Rising government debt, not high gas prices, was tagged as the most worrisome aspect of the country's rebounding economy by the investment experts who addressed the North Shore Chamber of Commerce's annual Business Expo Tuesday.
The crowd that filled the exhibit hall at the CoCo Key Hotel in Danvers provided visual evidence to supplement the encouraging message delivered by Robert Lutts, president of Cabot Money Management in Salem, and John Traynor, senior vice president and chief investment officer of Connecticut-based People's United Bank.
According to Traynor, a mild winter has boosted the outlook for the U.S. economy in the first quarter of 2012, the unemployment rate has been going down more rapidly than anticipated, and "U.S. companies have reported increasing profits, driven by strong labor productivity and cost-cutting."
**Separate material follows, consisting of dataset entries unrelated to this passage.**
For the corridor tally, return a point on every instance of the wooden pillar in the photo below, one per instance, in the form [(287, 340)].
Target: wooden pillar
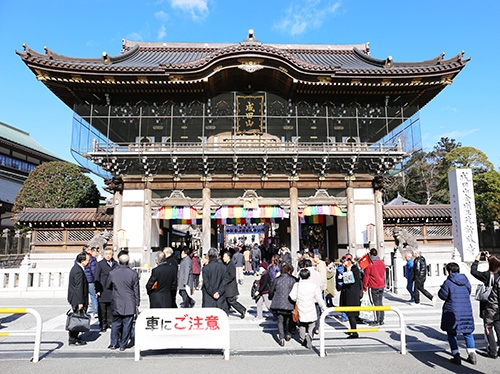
[(294, 223), (351, 219), (117, 218), (146, 233), (206, 226), (379, 223)]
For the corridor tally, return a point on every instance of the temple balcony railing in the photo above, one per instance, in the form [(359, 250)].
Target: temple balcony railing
[(242, 148)]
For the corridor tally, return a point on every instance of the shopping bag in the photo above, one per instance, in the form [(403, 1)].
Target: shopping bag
[(295, 313), (368, 314), (77, 321), (364, 261)]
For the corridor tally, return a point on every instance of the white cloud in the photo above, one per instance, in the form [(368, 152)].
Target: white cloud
[(303, 15), (135, 36), (162, 16), (162, 32), (456, 134), (196, 8)]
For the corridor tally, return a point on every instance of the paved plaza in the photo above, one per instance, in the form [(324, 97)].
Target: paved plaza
[(253, 344)]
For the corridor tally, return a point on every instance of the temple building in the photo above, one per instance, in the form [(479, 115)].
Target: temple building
[(19, 155), (245, 142)]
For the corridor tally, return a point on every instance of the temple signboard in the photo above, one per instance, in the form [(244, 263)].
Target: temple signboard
[(463, 210), (250, 114)]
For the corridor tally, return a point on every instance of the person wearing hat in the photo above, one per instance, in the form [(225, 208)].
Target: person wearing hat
[(262, 293), (350, 295)]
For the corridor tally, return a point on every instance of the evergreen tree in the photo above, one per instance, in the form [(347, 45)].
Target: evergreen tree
[(57, 184)]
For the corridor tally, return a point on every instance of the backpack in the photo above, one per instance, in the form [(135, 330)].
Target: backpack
[(255, 288)]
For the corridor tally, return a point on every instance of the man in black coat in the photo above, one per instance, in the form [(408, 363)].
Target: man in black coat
[(125, 301), (214, 285), (78, 292), (101, 274), (232, 286), (162, 284), (419, 275)]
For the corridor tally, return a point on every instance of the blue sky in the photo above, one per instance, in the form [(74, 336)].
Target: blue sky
[(408, 30)]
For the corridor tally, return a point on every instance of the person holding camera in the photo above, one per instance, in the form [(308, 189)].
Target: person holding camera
[(488, 277)]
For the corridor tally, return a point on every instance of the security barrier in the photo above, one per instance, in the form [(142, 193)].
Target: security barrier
[(172, 328), (37, 333), (346, 309)]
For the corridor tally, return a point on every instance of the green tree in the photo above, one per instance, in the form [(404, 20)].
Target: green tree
[(468, 158), (57, 185)]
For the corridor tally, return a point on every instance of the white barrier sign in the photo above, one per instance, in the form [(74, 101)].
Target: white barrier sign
[(178, 328)]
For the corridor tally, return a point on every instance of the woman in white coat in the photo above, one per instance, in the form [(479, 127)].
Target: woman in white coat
[(307, 294)]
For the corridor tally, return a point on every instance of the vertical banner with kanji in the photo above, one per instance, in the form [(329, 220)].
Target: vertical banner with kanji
[(250, 115), (463, 210)]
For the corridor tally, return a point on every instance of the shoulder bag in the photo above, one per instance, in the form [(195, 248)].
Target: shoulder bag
[(77, 321), (483, 291)]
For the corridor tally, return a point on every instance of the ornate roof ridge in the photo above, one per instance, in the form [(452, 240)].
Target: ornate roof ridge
[(128, 44)]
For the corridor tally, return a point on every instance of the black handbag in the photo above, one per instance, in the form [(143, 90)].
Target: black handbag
[(77, 321)]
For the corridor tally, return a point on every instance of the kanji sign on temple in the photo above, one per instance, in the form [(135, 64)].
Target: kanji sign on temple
[(287, 137)]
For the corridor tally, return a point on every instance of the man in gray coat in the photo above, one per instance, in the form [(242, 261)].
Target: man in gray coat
[(125, 301), (185, 278)]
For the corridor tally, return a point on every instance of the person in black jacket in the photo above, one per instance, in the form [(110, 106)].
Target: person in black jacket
[(262, 293), (214, 282), (101, 274), (232, 286), (419, 275), (162, 284), (125, 301), (78, 292), (281, 305), (485, 276)]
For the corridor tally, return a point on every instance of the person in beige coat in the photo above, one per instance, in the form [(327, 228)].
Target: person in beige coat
[(307, 294)]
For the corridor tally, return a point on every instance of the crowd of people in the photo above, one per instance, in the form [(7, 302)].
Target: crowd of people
[(109, 290)]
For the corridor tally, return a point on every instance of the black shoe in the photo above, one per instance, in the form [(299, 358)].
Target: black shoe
[(472, 358), (78, 342), (456, 359), (308, 341)]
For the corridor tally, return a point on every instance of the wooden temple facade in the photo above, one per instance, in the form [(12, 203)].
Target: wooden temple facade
[(286, 139)]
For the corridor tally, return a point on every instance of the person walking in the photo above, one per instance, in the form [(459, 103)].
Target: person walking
[(350, 295), (125, 301), (281, 305), (492, 322), (409, 280), (214, 285), (256, 256), (419, 275), (102, 270), (196, 263), (307, 294), (162, 283), (185, 279), (78, 292), (232, 286), (239, 262), (374, 284), (89, 273), (262, 294), (457, 315)]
Indeed, later that morning, Associated Industries of Massachusetts released its monthly Business Confidence Index for February, which showed a 2.1-point increase from the month before, and fourth consecutive monthly increase to its highest reading since last April.
In a release accompanying these figures, Marblehead's Raymond G. Torto, chief economist at CB Richard Ellis Group and chairman of AIM's Board of Economic Advisors, declared, "This is beginning to look like a real pattern of improvement, coming back from the decline of mid-2011."
Both Lutts and Traynor described the recent spike in gas prices as a temporary glitch. Of much more concern, they said — and something we expect will become a major point of debate in the upcoming presidential election — is our growing national debt and resulting inflationary pressures, which, if left unchecked, could create an entirely new set of economic problems.